As for the show itself? It definitely is "a play in evolution" as I felt the first act was outstanding and the second somewhat of a letdown. Deavere Smith appears to have fallen into the easy research trap of trying to cram too much data into the final report! Although she has limited her selection to 30 of the 300 interviews, she still seems to be trying to make all the pieces 'fit' together. The problem I saw in Act Two lies in a section that deals with the medical system and features interviews with doctors and patients around what's both right and wrong with the ways we care for our own and other peoples' bodies in crisis. While I enjoyed this section of the show, I did feel that we began to move somewhat farther away from the central theme of grace that was so well established and explored in Act One. It felt to me that this section might be the beginning of another show on this topic, but where it sits right now it leads me away from a topic with which I was fully engaged and wanted more.
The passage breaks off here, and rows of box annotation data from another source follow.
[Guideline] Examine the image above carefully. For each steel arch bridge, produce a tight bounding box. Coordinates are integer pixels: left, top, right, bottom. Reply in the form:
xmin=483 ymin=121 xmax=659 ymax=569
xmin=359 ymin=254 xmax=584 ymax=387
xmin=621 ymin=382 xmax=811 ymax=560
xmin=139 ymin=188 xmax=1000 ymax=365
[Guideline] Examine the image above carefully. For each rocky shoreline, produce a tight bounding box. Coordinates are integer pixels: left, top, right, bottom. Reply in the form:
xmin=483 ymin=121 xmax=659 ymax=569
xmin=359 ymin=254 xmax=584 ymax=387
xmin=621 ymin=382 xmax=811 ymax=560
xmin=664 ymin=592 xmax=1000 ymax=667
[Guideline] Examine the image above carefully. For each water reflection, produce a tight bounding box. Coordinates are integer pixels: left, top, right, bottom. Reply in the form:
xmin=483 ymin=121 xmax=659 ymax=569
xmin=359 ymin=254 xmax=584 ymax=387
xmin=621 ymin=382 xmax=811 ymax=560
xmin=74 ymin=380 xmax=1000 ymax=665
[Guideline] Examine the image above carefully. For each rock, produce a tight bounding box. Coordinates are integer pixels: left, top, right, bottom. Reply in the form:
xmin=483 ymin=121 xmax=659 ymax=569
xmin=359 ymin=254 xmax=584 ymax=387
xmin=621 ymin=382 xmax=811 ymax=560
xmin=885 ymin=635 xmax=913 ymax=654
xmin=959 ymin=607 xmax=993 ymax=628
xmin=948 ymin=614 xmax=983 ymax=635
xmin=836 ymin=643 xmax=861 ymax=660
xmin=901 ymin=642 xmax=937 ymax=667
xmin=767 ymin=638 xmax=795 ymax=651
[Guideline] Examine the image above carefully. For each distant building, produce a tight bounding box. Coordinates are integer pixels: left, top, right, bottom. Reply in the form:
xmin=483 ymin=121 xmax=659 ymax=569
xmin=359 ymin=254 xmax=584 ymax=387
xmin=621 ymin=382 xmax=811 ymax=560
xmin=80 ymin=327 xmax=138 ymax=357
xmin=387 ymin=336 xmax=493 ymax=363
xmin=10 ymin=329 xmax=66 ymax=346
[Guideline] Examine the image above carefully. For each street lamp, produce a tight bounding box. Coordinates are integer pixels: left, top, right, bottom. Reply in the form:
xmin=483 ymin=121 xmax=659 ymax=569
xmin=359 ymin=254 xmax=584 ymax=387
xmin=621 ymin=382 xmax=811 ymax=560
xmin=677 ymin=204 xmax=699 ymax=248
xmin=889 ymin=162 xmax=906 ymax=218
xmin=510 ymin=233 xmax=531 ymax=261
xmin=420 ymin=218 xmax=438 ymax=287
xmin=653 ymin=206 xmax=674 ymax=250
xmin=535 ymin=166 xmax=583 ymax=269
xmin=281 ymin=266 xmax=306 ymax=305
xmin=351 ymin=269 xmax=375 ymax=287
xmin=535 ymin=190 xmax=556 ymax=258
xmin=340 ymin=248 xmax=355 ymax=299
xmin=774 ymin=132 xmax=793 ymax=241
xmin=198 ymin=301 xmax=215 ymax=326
Interestingly, in a post-show panel featuring Deavere Smith, chaired by Harvard's Homi Babha, one panelist mentioned (quite rightly) that if she wanted to keep centred on the theme of grace while looking at the medical system, Deavere Smith would do well to interview nurses. And hospice workers, I might add! So maybe that is how this play will keep evolving, maybe not.
The memories I will carry with me as my archive of this performance (a concept from performance theorist Herbert Blau in his book The Audience) is of her recreating testimony from African subjects, particularly those who lived through the Rwandan genocide, survivors and perpetrators both. When a young girl, now a college student in the US, speaks through Deavere Smith about her ability to forgive those who murdered her family to "let them go", I am given the gift of understanding grace in a whole new way. For this and many other dramatic insights along the way--the death of a horse, the beauty of a garden, the power of art to lift and transform suffering--I am grateful to have had the opportunity to have been graced for a short time in the presence of a great American artist.